Monday, December 28, 2009

No AC Power = 100% CPU

I just had a funny problem with a HP Notebook, running Windows 7. I usually don’t shut it down but use either Hybrid Sleep (Hibernate + Sleep) or use hibernation directly.

So as ever, I waked the laptop up, waited until it is ready and unplugged it from the AC power. Suddenly one CPU was completely busy. I had no programs open so I was wondering what was going on here. As soon as I plugged it in, the CPU load disappeared. Unplugged it, and one CPU was busy again.

Trying to figure out what was going on here, I started Resource Monitor and I observed this:

system_irqs

“System Interrupts“ was eating all the CPU time. When I plugged the laptop back again, all was fine and system interrupts was about 1%. Unplugged, 50% again.

I had no idea what could be the cause of this but and idea: I know that sometimes network cards do not like to be sent to sleep and via versa all the time.
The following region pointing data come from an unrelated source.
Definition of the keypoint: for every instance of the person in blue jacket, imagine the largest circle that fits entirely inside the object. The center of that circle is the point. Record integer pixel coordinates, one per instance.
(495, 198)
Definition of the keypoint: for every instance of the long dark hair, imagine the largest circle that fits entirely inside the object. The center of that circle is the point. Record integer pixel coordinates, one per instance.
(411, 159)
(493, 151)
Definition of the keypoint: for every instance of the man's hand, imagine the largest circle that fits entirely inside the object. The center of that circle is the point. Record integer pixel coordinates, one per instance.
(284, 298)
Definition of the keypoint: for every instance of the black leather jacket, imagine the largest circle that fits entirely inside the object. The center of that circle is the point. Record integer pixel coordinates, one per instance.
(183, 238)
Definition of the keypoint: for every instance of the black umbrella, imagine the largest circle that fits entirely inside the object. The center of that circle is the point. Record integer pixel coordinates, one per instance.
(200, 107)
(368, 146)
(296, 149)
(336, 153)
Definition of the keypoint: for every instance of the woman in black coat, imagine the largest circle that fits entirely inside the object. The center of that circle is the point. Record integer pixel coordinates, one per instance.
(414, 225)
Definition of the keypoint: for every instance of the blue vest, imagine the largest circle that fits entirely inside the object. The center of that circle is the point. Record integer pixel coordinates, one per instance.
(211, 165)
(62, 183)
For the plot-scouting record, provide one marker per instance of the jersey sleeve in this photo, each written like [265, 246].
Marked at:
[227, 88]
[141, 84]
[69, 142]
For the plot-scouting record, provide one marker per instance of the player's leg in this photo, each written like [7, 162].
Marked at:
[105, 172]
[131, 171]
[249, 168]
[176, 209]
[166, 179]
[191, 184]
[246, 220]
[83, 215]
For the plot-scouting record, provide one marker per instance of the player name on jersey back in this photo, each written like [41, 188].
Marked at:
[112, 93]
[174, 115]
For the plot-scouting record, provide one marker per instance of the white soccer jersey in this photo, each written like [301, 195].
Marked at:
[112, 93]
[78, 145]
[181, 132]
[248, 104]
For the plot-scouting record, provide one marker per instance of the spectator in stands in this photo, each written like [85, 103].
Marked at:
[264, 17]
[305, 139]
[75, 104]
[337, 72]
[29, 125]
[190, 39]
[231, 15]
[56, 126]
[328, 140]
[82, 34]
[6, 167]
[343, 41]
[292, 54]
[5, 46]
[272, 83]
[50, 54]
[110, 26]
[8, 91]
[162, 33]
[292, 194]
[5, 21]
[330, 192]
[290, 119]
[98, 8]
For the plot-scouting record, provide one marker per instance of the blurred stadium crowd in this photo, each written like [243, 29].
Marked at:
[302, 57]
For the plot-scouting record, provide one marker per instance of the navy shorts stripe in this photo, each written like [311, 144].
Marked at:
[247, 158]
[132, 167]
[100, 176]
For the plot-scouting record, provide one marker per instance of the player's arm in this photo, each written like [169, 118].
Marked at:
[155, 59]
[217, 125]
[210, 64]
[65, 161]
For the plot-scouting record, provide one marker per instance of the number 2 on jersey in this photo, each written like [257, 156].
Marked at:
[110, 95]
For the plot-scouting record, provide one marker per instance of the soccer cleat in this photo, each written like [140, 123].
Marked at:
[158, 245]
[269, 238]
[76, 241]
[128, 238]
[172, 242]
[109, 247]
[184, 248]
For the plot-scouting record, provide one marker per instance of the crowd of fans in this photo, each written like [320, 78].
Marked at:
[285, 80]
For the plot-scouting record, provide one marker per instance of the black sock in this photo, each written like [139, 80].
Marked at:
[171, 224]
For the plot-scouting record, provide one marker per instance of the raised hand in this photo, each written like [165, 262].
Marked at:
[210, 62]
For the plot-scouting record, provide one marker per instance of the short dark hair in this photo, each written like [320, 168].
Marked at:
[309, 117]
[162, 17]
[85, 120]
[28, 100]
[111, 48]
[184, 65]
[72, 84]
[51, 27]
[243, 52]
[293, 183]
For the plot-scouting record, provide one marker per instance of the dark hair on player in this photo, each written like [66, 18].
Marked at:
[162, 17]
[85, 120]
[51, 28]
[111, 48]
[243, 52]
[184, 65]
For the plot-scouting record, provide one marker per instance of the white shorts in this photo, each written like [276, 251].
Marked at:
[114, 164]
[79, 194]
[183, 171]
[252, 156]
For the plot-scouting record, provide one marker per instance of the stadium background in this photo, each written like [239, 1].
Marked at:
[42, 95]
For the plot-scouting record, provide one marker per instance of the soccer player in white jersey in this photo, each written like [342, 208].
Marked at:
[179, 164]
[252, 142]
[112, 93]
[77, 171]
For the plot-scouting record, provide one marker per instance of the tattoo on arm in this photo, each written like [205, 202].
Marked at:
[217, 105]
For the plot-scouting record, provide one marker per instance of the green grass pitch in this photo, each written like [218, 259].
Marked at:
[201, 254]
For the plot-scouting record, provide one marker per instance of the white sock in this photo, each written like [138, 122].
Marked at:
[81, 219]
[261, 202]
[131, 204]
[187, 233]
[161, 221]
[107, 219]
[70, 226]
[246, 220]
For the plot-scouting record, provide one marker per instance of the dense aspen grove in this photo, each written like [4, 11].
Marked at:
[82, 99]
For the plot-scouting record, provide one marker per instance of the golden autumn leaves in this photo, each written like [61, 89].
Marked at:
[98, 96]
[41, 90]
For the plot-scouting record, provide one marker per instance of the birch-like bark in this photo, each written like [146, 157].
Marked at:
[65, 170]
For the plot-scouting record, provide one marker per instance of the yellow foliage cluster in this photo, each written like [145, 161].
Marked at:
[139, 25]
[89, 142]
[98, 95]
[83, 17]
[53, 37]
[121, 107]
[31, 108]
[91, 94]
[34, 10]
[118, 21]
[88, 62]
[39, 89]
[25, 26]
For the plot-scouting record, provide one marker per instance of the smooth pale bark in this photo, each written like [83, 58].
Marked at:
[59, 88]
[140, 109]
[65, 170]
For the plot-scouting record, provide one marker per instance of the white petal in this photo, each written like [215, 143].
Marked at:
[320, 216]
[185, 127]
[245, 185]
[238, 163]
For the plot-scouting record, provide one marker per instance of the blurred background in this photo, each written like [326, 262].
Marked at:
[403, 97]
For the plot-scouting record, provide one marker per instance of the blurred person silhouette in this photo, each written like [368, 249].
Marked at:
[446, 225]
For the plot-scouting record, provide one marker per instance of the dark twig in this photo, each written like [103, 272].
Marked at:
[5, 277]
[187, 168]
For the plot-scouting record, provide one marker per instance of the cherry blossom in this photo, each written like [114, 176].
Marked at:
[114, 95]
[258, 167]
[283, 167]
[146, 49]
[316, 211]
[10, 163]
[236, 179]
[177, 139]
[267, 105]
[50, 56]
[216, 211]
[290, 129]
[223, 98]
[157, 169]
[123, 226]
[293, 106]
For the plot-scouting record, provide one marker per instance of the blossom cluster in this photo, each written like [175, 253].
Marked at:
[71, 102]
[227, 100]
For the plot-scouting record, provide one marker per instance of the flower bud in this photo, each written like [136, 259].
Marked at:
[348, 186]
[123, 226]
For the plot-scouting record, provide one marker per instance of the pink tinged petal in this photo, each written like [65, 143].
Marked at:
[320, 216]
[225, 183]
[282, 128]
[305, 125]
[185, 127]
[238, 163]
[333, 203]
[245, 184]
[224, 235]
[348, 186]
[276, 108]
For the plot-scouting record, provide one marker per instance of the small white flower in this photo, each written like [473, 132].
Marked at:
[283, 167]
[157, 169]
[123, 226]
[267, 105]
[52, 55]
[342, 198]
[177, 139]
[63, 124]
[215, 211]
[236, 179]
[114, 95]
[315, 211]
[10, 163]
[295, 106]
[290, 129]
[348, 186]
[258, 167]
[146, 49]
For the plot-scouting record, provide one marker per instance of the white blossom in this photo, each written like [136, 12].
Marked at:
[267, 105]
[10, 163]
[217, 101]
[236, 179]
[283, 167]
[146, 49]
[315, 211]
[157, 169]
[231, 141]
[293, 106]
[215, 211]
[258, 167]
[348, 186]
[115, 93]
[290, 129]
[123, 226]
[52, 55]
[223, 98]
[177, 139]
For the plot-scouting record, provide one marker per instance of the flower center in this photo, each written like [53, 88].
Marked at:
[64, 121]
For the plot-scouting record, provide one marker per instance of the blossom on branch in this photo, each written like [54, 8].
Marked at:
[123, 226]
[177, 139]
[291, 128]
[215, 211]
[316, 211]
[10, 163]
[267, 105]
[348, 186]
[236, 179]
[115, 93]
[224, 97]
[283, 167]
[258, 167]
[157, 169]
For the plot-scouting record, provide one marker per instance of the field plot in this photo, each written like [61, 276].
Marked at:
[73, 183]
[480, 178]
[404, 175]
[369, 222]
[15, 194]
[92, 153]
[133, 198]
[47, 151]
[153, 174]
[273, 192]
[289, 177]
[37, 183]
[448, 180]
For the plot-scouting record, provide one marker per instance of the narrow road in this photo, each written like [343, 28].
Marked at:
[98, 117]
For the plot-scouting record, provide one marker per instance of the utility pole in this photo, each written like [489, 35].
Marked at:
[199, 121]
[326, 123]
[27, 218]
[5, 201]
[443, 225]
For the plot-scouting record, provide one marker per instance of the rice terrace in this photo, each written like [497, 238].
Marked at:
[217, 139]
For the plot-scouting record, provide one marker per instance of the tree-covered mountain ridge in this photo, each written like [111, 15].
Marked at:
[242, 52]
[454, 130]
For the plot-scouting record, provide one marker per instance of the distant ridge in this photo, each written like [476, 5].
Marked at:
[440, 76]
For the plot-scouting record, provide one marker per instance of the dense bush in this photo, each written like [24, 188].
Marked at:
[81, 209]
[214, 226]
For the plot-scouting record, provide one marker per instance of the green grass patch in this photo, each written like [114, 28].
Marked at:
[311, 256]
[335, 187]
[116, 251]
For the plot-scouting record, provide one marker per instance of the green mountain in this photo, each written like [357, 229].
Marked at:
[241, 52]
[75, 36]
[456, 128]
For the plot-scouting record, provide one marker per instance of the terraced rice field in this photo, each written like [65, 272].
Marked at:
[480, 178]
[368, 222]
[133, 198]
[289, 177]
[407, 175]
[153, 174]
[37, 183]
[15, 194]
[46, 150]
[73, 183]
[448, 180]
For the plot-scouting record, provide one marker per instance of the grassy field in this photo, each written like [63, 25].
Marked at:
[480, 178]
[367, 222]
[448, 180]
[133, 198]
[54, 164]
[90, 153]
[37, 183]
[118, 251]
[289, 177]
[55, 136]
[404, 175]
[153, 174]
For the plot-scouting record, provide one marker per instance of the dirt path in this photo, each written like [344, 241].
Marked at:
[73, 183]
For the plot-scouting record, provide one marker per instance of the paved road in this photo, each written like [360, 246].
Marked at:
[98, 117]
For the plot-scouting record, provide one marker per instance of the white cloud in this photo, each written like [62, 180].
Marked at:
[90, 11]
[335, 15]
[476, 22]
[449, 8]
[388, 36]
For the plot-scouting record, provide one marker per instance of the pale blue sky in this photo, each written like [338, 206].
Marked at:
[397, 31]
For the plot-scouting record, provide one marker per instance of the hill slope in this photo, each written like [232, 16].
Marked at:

A friend of mine has a DELL notebook where the network breaks down after the system has a uptime of about two days (he sent the laptop to sleep as I do, so the system is basically always on).

So I started the "Network and Sharing Center, clicked on Change Adapter Settings and disabled the network connection. And the CPU dropped to 1-2%. Enabled it but this time the CPU did not reacted and didn’t go up again.

I plugged the laptop in again, unplugged it but no problems this time. I really seems that sometimes when the laptop is running from battery power the drivers goes nuts and crashes causing the CPU load. By disabling and enabling it again, the drivers starts fresh and everything is fine again. I also checked the driver but neither Intel nor Microsoft had a newer one.